Kolumne von Sabine Reithmaier

Es schdimmd scho: bloud is diggä wäi wassä / obbä manchmall/ hammä uns / einfach dick." Für Fitzgerald Kusz, aus dessen Band "Nämberch-Blues" das Gedicht "Familienbande" stammt, wäre die Anfahrt ein wenig weit. Aber für alle anderen, die während der Feiertage ähnliche Empfindungen heimsuchen und trotzdem nicht auskönnen, empfiehlt sich ein Familienausflug nach Garmisch-Partenkirchen.

In der Sonderausstellung im kleinen Museum Aschenbrenner geht es um mechanisches Blechspielzeug aus der Zeit zwischen 1870 und 1950. Und zwischen "Melonenmännern", "Knödelfressern", "ängstlichen Bräuten" und rasanten "Autoschwestern" endet jede Krisenstimmung. Natürlich tummeln sich auch Seiltänzer, Musikanten, Tänzer, Artisten, Rikscha- und Rollerfahrer in den Räumen, erinnern daran, dass vom ausgehenden 19. Jahrhundert bis hin zum Ersten Weltkrieg die Produktion der Figuren aus dünn gewalztem Weißblech eine echte Blütezeit erlebte. Firmen wie Bing, Günthermann oder Lehmann profitierten davon. 1913 wurden 80 Prozent des hierzulande produzierten Spielzeugs exportiert, das entsprach vier Fünfteln des gesamten Weltexports an Spielwaren.

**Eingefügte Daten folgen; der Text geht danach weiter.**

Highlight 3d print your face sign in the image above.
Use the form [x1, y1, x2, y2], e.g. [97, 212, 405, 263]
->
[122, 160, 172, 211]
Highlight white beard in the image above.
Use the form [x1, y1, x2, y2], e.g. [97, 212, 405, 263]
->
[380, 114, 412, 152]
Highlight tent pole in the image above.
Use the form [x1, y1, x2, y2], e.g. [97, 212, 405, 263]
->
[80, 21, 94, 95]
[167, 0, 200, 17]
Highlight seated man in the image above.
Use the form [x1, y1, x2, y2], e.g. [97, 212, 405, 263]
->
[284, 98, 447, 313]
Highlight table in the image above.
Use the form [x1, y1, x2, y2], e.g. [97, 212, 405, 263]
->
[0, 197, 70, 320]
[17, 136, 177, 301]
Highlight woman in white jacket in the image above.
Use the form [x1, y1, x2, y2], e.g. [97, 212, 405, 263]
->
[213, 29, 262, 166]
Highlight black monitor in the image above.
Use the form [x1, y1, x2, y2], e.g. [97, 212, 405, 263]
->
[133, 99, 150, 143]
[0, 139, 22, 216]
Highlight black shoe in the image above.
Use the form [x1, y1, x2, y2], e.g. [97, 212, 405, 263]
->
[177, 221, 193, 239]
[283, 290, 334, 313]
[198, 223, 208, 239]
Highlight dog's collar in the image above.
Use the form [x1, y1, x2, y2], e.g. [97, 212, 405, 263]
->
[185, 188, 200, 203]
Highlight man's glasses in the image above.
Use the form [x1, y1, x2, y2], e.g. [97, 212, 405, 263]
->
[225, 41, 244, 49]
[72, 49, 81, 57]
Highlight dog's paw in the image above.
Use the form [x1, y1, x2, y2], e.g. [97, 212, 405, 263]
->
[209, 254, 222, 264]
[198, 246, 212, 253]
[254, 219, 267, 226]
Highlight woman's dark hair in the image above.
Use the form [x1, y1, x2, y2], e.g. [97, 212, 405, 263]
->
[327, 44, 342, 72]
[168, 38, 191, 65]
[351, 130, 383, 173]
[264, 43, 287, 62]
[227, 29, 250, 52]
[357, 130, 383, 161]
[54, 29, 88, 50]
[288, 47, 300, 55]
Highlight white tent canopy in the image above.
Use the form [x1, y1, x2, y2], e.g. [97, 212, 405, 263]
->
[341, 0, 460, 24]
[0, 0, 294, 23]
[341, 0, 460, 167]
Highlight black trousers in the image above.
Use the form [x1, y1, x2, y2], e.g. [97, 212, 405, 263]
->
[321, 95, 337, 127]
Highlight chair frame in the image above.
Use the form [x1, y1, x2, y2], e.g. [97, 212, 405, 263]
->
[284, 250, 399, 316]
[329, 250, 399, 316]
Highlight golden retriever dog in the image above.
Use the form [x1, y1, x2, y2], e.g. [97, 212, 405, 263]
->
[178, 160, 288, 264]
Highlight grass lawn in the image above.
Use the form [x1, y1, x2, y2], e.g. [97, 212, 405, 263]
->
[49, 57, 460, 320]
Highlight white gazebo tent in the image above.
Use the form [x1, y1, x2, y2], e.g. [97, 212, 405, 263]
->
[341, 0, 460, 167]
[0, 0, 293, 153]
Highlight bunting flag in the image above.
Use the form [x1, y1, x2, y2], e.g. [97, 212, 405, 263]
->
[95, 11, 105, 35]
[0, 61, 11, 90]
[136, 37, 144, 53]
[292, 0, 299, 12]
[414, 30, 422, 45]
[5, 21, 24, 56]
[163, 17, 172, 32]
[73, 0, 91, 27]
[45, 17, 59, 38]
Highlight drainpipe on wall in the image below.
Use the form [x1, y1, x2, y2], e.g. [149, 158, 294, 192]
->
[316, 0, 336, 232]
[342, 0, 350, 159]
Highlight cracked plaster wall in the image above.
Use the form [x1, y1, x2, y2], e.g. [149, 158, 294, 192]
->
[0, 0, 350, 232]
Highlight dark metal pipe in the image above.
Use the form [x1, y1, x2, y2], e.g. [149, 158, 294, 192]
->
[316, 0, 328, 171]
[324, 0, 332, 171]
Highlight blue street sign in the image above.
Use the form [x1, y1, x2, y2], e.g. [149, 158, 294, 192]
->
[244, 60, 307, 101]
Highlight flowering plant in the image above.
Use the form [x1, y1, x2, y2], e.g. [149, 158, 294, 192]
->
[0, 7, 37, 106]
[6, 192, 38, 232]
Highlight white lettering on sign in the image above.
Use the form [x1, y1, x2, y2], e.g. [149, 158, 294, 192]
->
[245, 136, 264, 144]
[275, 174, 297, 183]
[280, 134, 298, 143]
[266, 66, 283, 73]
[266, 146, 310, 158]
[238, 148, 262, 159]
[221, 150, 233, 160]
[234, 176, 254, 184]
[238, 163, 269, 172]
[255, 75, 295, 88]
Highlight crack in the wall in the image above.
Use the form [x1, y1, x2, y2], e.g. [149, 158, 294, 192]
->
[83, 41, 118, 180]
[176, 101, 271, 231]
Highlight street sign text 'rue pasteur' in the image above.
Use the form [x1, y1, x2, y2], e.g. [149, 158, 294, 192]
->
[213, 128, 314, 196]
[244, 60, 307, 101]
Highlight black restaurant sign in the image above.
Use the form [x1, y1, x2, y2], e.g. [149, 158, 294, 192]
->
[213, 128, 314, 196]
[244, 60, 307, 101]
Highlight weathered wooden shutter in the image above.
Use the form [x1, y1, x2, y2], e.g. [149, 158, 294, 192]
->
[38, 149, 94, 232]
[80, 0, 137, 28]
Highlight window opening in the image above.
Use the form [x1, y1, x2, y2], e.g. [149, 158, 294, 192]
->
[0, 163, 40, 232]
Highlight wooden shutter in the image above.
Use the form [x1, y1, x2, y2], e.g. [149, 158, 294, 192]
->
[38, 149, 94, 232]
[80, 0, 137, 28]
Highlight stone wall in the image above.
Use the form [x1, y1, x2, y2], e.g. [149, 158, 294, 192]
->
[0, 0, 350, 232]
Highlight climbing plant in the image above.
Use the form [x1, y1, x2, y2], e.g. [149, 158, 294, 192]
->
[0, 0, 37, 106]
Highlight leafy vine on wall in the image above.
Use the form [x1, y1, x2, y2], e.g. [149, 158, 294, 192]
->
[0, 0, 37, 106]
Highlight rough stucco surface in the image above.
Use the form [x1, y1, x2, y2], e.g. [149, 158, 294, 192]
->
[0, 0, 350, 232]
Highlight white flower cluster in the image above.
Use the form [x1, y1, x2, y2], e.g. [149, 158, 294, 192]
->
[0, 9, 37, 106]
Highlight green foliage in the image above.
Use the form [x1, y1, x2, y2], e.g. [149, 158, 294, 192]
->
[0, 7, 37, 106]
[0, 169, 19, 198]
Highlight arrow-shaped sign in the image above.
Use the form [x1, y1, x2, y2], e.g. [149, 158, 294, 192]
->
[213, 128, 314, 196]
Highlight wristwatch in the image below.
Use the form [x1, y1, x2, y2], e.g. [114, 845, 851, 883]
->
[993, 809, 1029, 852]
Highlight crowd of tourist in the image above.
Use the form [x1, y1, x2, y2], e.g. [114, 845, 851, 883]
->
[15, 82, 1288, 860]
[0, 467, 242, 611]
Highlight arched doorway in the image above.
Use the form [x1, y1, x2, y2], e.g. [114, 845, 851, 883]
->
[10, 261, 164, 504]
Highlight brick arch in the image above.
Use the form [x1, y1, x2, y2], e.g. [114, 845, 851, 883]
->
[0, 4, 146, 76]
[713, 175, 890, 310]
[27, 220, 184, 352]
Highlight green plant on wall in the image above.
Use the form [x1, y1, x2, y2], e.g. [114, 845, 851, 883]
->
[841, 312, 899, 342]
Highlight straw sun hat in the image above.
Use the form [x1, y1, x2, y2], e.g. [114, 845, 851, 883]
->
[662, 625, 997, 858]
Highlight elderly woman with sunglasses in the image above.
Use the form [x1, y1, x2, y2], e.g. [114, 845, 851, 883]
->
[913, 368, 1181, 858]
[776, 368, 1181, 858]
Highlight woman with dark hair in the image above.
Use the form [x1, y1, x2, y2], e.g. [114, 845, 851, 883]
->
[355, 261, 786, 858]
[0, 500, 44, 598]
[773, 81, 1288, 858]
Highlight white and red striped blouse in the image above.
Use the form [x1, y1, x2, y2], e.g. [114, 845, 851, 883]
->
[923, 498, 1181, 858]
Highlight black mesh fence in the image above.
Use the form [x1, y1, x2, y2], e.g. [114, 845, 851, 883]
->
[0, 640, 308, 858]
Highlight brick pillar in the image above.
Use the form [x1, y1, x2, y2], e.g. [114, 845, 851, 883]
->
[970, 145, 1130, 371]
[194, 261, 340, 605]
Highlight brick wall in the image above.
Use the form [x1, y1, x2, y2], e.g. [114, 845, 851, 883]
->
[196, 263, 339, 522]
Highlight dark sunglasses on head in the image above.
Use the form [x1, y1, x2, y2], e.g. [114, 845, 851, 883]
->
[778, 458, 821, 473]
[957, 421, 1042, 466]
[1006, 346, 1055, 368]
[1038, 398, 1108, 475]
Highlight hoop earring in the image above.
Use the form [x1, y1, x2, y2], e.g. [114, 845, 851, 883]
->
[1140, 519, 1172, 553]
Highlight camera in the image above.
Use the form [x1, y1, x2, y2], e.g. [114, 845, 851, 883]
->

Das technische Know-how der Spielzeugmacher war groß, unübersehbar ihre Freude am Detail und ihr Erfindergeist. Die Palette reicht vom Purzelbaum schlagenden Clown über Leitern hinaufkletternde Feuerwehrmänner bis hin zu Ballonfahrern, die durch die Lüfte schweben. Natürlich spiegelt sich auch die Zeitgeschichte wieder in den Figuren, egal ob es sich um den Hauptmann von Köpenick, Charlie Chaplin oder Chinesen aus der Zeit des Boxeraufstands handelt. Erst der zunehmende Einsatz von Kunststoff verdrängte die bunte Welt aus Blech aus den Kinderzimmern, aber vergnüglich anzusehen ist sie noch immer (Mit Funkenrad und Federwerk, bis 2. April, Museum Aschenbrenner, Loisachstraße 44, Garmisch-Partenkirchen).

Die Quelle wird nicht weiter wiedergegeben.